Every company ranging from enterprise level to small-scale startups has money for Big Data. The storage and hardware costs have dramatically reduced over the past few years enabling the businesses to store and analyze data, which were earlier discarded due to storage and processing challenges. We’re seeing an explosion of data where there is an entirely new scale and scope to the kinds of data we are trying to gain insights from. In this blog post, we will get an insight on what Big Data is and how the Apache Hadoop framework comes in the picture when implementing Big Data solutions.
Having a platform that supports the data explosion trend is our today’s challenge; we also need to make it easier for end users to access so that they can gain insight and make better decisions. If you think about the user experience, with everything we are able to do on the Web. how we’re discovering, sharing, and collaborating in new ways, user expectations of their business, and productivity applications are another challenge as well.

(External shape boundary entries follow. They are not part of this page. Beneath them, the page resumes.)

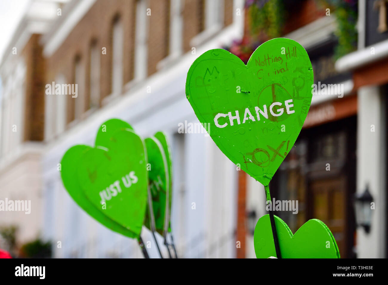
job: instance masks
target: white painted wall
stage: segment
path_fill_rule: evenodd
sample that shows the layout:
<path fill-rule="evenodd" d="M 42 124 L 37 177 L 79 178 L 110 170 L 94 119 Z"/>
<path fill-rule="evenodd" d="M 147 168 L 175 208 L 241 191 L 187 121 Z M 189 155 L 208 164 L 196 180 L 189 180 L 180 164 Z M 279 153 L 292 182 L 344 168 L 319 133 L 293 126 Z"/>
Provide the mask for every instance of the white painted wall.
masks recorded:
<path fill-rule="evenodd" d="M 359 89 L 357 130 L 357 193 L 362 193 L 369 183 L 376 208 L 372 210 L 371 232 L 357 230 L 357 250 L 360 258 L 385 257 L 385 203 L 386 176 L 385 103 L 377 86 Z M 371 126 L 375 130 L 371 131 Z"/>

Big Data includes all types of data:
- Structured: the data has a schema, or a schema can be easily assigned to it.
- Semi-Structured: has some structure, but typically columns are often missing or rows have their own unique columns.
- Unstructured: data that has no structure, like JPGs, PDF files, audio and video files.

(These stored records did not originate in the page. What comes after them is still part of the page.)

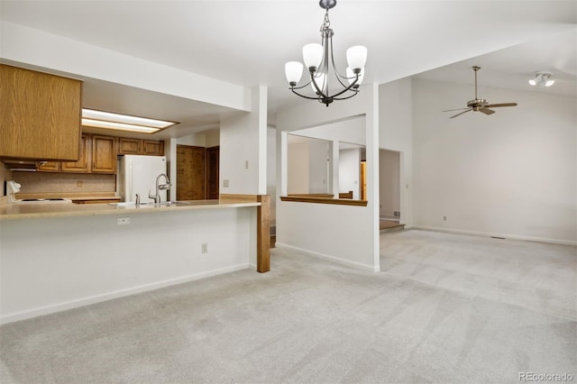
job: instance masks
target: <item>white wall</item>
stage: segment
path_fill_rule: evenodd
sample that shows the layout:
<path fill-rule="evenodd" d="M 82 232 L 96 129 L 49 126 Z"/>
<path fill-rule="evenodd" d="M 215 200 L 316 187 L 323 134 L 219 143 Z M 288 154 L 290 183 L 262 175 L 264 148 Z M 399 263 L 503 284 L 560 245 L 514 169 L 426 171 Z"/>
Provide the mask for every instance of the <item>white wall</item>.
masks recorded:
<path fill-rule="evenodd" d="M 224 117 L 220 126 L 220 192 L 265 195 L 267 88 L 252 88 L 252 112 Z M 224 187 L 224 180 L 229 181 Z"/>
<path fill-rule="evenodd" d="M 288 188 L 289 194 L 308 193 L 308 142 L 288 144 Z"/>
<path fill-rule="evenodd" d="M 130 224 L 117 225 L 117 217 Z M 182 283 L 256 261 L 256 208 L 5 220 L 0 322 Z M 208 252 L 202 253 L 202 244 Z"/>
<path fill-rule="evenodd" d="M 267 127 L 267 195 L 270 196 L 270 225 L 277 219 L 277 129 Z"/>
<path fill-rule="evenodd" d="M 379 88 L 329 107 L 304 102 L 277 114 L 277 195 L 287 194 L 287 133 L 362 116 L 367 145 L 367 206 L 277 200 L 277 245 L 377 271 L 379 260 Z M 335 138 L 338 139 L 338 138 Z M 353 142 L 350 140 L 343 140 Z M 338 147 L 337 147 L 338 148 Z M 337 151 L 338 153 L 338 151 Z"/>
<path fill-rule="evenodd" d="M 308 142 L 308 193 L 328 193 L 328 142 Z"/>
<path fill-rule="evenodd" d="M 393 217 L 395 211 L 400 211 L 400 156 L 398 152 L 380 150 L 379 160 L 380 215 Z"/>
<path fill-rule="evenodd" d="M 399 152 L 400 219 L 413 224 L 413 90 L 410 78 L 379 87 L 379 147 Z M 380 175 L 386 178 L 386 175 Z M 381 180 L 382 181 L 382 180 Z M 382 192 L 381 192 L 382 193 Z"/>
<path fill-rule="evenodd" d="M 413 85 L 417 225 L 577 242 L 574 97 L 480 87 L 518 106 L 450 119 L 441 111 L 464 105 L 472 86 Z"/>
<path fill-rule="evenodd" d="M 244 87 L 6 21 L 0 23 L 0 52 L 5 59 L 238 110 L 251 110 L 250 92 Z"/>
<path fill-rule="evenodd" d="M 339 151 L 339 192 L 353 191 L 353 198 L 361 198 L 361 149 Z"/>
<path fill-rule="evenodd" d="M 193 147 L 206 147 L 206 136 L 204 133 L 192 133 L 177 139 L 178 145 L 191 145 Z"/>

Big Data also has two inherent characteristics:
- Time-based: a piece of data is something known at a certain moment in time, and that time is an important element.
- Immutable: because of its connection to a point in time, the truthfulness of the data does not change.
The types of Big Data that ends up typically fits into one of the following types:
- Sentiment: Understand ho your customers feel about yoyr brand and products right now.
- Clickstream: Capture and analyze website visitors’ data trails and optimize your website.
- Sensor/Machine: Discover patterns in data streaming automatically from remote sensors and machines.
- Geographic: Analyze location-based data to manage operations where they occur.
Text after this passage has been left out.